I don’t see the controversy here. I wouldn’t want you garbage on my lawn nor do I want to step on it at the park. Why is this difficult?

Judi's avatar

UP above (as a reminder) California law says liquid water and live chicken feathers. That’s it.

ibstubro's avatar

Thanks, @jca. I guessed as much. I will continue to throw my apple cores from the car when in a non-urban setting. Scofflaw.

What the heck is a live chicken feather, @Judi? Wouldn’t you have to throw a live chicken to throw a live chicken feather?

fluthernutter's avatar

@Judi Water?

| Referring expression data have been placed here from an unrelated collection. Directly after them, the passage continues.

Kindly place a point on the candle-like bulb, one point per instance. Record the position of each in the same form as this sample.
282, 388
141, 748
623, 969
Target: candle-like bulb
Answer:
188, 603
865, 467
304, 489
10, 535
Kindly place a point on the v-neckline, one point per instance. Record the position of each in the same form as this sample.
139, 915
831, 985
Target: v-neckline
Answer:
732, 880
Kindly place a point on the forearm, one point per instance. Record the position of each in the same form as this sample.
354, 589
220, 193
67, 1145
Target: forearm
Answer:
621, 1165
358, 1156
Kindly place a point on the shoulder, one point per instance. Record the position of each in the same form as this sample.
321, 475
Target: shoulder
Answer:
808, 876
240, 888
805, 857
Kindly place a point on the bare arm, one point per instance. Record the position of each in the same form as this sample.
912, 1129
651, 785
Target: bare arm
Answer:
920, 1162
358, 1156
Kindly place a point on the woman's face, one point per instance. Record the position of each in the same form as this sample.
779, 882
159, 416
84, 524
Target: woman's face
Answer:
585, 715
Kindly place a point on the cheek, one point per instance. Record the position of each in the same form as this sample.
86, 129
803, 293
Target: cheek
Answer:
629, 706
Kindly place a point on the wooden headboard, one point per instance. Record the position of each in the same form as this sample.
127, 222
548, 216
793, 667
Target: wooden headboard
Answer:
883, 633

Really?!
We’re in a middle of a drought!

jca's avatar

@ibstubro: Yeah, I throw apple cores and banana peels out the windows. I don’t eat much else in the car except maybe cookies, as I am paranoid about getting food or drink on my clothes.

Judi's avatar

Apparently it’s feathers that fall off of live chickens. And the water has to be liquid, not ice. Welcome to California.

jca's avatar

You know what annoys the crap out of me? When cigarette smokers throw their cigarette butts out the car window.

Judi's avatar

@Jca, here in Oregon (and California) that’s serious shit!
You could easily start a forest fire.

jca's avatar

@Judi: I asked a question about it here once on Fluther. I’ll find it and link it later.

ibstubro's avatar

In Illinois a cigarette butt is up to $1500, first offense and third offense carries a $25,000 fine and jail time as a Class D felony.
In the age of decriminalization of marijuana.

jca's avatar

http://www.fluther.com/119127/why-do-smokers-treat-the-earth-as-if-it-is-their/

There’s my question from 2011 – “Why do smokers treat the Earth as if it is their ashtray?”

sahID's avatar

@ibstubro Good to know that Illinois get it right concerning pitched cig butts.

@Judi So fully melted ice (as water) isn’t litter, but melting ice cubes are? Oy. Only California would make that distinction.

Dutchess_III's avatar

Nah. I throw it where some critter can find it.